Clay Higgins, a Louisiana Republican, has called out the FBI for their ‘scorched earth’ investigation
The body of the young man who attempted to assassinate Donald Trump is apparently ‘gone’, after the FBI conducted a ‘scorched earth’ investigation into the shooting.
Clay Higgins, a Louisiana Republican who joined Congress‘ bipartisan task force to review the assassination attempt, has come forward to reveal that when he attempted to view the body of Thomas Matthew Crooks on August 5 as part of his personal inspection, he was told he wasn’t there.
Crooks, aged 20, attempted to assassinate Trump during a rally in Butler, Pennsylvania back in July, in which he managed to graze the presidential candidate’s ear.
He was soon shot dead by security on the scene and his body was taken away.
The former president survived an assassination attempt in Butler, Pennsylvania. (Anna Moneymaker/Getty Images)
Trump’s near-death miss was caught on camera by those who were there, with him holding up his fist to the crowd becoming a symbol for his loyal supporters.
However, former police captain-turned-lawmaker Clay Higgins has revealed in a new report that when he wanted to review the body of the attempted assassin, it ‘caused quite a stir and revealed a disturbing fact.’
The fact was that the FBI had ‘released the body for cremation 10 days’ after he shot at Trump in Butler.
Higgins explained that ‘nobody knew’ the body had been sent back to the family, and this included the local law enforcement, and even the county coroner, who still had ‘legal authority over the body’.
Because of this, Higgins alleges that the FBI hare guilty of ‘obstruction.’
Donald Trump was grazed by the bullet and is lucky to be alive. (Anna Moneymaker/Getty Images)
At the time of the assassination attempt, Secret Service Chief Kimberly Cheatle resigned on July 23, which also caused a stir.
While that was the only high-profile resignation in the wake of the shooting, the team was still scrambling for answers.
As Higgins described his investigation in Butler from August 4 to 6 as a ‘boots on the ground’ attempt, his ‘preliminary investigative report’ – which was submitted to Task Force Chairman Mike Kelly on August 12 and publicly released on Higgins’ website shortly after – took aim at the FBI.
In the report, Higgins asked why the organization released Crooks’s body without telling others, and especially before he could examine the body himself.
He expressed that this would mean that there would be uncertainty about the accuracy of the coroner’s report and the autopsy.
20-year-old Thomas Matthew Crooks attempted to kill Donald Trump. (Bethel Park School District)
He wrote: “We will actually never know.

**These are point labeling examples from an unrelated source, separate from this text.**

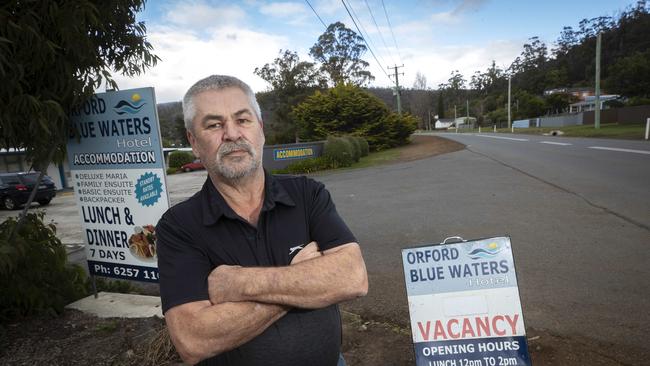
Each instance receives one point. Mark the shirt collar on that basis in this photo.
(214, 206)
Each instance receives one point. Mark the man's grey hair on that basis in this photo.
(216, 82)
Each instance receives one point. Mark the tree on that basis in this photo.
(420, 82)
(289, 74)
(630, 76)
(348, 109)
(339, 52)
(53, 56)
(441, 106)
(420, 99)
(292, 80)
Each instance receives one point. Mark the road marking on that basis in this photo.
(503, 138)
(647, 152)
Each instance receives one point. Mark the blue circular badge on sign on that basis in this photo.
(148, 189)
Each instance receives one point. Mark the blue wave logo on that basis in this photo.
(130, 107)
(490, 251)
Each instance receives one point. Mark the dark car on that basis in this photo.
(195, 165)
(15, 189)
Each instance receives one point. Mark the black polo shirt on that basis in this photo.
(199, 234)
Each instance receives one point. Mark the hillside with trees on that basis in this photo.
(625, 70)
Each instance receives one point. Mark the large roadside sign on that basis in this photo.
(464, 304)
(118, 173)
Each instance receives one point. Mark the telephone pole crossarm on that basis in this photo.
(397, 92)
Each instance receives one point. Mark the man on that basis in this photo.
(253, 265)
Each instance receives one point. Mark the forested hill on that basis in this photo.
(625, 62)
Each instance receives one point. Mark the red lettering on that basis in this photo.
(483, 324)
(451, 332)
(513, 323)
(425, 333)
(468, 331)
(494, 325)
(439, 331)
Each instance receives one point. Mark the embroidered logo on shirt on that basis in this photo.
(293, 249)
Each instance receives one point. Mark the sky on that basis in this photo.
(198, 38)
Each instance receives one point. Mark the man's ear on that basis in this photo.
(192, 141)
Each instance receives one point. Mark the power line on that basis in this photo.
(317, 16)
(390, 54)
(364, 39)
(391, 29)
(363, 30)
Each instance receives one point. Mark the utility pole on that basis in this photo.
(397, 92)
(509, 89)
(597, 110)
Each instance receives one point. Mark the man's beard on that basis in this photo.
(236, 168)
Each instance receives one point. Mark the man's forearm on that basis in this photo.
(201, 330)
(315, 283)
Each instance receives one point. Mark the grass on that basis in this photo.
(607, 130)
(376, 158)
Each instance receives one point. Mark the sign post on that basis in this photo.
(118, 174)
(464, 304)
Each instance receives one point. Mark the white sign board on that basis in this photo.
(118, 172)
(464, 304)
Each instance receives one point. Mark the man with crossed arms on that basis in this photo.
(252, 267)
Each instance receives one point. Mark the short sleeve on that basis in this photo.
(326, 227)
(183, 268)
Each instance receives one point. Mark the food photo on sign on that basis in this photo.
(142, 243)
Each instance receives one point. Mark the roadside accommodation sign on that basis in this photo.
(118, 172)
(464, 304)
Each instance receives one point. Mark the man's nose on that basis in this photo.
(231, 131)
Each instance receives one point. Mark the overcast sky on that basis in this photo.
(195, 39)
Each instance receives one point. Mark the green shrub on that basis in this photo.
(350, 110)
(363, 144)
(356, 148)
(339, 150)
(35, 277)
(180, 158)
(390, 131)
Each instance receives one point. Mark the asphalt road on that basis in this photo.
(581, 248)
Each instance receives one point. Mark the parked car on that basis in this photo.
(195, 165)
(15, 189)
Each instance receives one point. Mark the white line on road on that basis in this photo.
(504, 138)
(622, 150)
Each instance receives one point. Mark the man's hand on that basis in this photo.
(226, 283)
(310, 251)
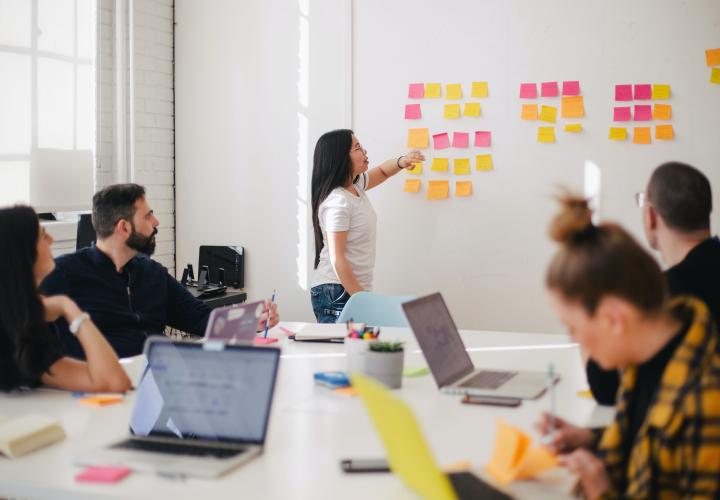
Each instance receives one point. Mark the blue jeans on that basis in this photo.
(328, 301)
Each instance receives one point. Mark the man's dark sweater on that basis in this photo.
(127, 307)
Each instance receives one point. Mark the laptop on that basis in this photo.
(200, 410)
(408, 453)
(450, 363)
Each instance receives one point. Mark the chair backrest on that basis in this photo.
(375, 310)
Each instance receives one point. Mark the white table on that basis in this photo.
(312, 429)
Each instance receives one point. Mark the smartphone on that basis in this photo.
(365, 465)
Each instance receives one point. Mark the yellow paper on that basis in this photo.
(662, 111)
(483, 162)
(412, 185)
(529, 112)
(572, 107)
(463, 188)
(433, 90)
(418, 138)
(617, 134)
(452, 91)
(548, 114)
(661, 91)
(452, 111)
(439, 165)
(471, 109)
(438, 190)
(546, 135)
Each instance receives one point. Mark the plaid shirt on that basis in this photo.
(676, 452)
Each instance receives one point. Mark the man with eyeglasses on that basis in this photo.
(676, 216)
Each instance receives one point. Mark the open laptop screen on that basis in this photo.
(205, 391)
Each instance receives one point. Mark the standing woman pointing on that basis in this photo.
(344, 220)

Yes, we’ll get the reports and pictures, but I will not ever be able to say with certainty that those reports and pictures are accurate according to my own examination of the body.”
Higgins also went in hard about the FBI’s decision to undermine the Task Force and coroner, writing: “Similar to releasing the crime scene and scrubbing crime scene biological evidence… This action by the FBI can only be described by any reasonable man as an obstruction to any following investigative effort.”
He went on to share that on the day Crooks was cremated on July 23, the Homeland Security Committee and the Oversight Committee had opened investigations into the assassination attempt.